Each decision is defensible. But resource requests in Kubernetes determine node allocation. When you request 4 cores, the scheduler reserves that capacity whether you use it or not. Ten services with 100% margins don't create 100% overhead. They create infrastructure sized for every service hitting peak load simultaneously.
The compounding happens silently. No single team sees the aggregate effect. Each sees their service running smoothly with comfortable headroom. The cluster-level view, where 87% of provisioned capacity sits unused, only becomes visible to whoever manages the infrastructure bill.

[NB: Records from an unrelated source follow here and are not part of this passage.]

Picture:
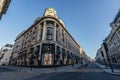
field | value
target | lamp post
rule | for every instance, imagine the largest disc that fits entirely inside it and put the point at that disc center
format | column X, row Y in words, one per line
column 106, row 49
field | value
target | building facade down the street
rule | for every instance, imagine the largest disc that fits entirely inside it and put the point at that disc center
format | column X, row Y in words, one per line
column 5, row 54
column 113, row 41
column 45, row 43
column 83, row 57
column 4, row 4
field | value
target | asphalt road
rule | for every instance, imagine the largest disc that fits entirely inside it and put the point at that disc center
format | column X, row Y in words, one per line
column 90, row 72
column 2, row 69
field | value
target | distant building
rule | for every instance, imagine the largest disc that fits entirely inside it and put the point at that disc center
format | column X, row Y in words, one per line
column 5, row 54
column 4, row 4
column 45, row 43
column 113, row 42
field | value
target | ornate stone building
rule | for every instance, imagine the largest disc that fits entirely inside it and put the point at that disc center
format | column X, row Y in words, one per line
column 113, row 41
column 45, row 43
column 4, row 4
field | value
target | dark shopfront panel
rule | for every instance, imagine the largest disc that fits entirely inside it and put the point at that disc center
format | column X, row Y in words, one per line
column 47, row 54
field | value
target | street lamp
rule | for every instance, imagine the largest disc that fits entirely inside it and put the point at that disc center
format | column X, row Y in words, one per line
column 106, row 49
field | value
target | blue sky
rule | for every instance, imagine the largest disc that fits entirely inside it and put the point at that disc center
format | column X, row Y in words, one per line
column 87, row 20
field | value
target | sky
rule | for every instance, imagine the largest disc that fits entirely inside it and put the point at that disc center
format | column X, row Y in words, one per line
column 86, row 20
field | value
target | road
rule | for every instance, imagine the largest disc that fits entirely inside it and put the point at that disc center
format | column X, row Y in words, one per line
column 2, row 69
column 91, row 72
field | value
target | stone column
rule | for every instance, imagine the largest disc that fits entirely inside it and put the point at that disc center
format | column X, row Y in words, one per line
column 44, row 31
column 55, row 31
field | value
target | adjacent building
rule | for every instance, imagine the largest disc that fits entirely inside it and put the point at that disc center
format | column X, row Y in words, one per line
column 5, row 54
column 4, row 4
column 113, row 41
column 45, row 43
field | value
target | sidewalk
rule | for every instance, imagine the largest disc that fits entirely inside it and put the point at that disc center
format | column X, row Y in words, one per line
column 108, row 70
column 25, row 72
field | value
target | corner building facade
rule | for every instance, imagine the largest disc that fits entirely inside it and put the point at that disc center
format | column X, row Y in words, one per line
column 45, row 43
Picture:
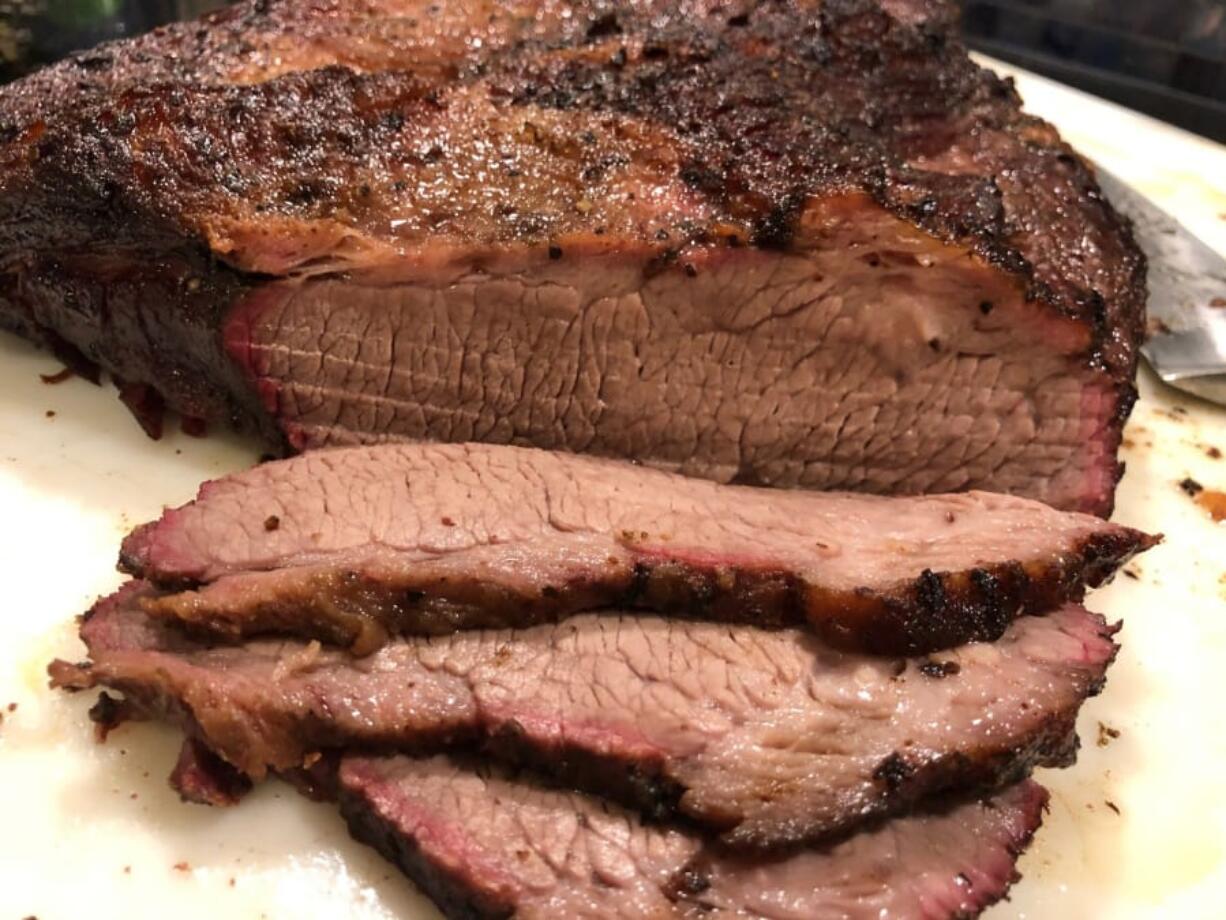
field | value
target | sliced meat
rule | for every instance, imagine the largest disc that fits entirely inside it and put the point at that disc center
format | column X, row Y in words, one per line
column 201, row 777
column 782, row 243
column 484, row 845
column 765, row 736
column 350, row 546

Web automation infrastructure follows the same logic. A team monitoring competitor prices requests capacity for 2,000 concurrent browser sessions: safety margin for rate limits, retries, authentication failures. Another team does the same for inventory checks. Another for compliance verification. Each margin is defensible. The aggregate infrastructure is provisioned for every team hitting worst-case simultaneously.
Why Visibility Doesn't Fix It
Most organizations can see exactly how much CPU and memory their workloads consume. Monitoring dashboards display the gap between requested and used resources in real time. Yet 73% of teams review resource requests less than once per quarter.
Visibility isn't the problem. Adjusting resource requests downward requires someone to take responsibility for the change, test it, monitor it, and accept the risk that they've cut too close. The organizational incentive structure makes this decision asymmetric.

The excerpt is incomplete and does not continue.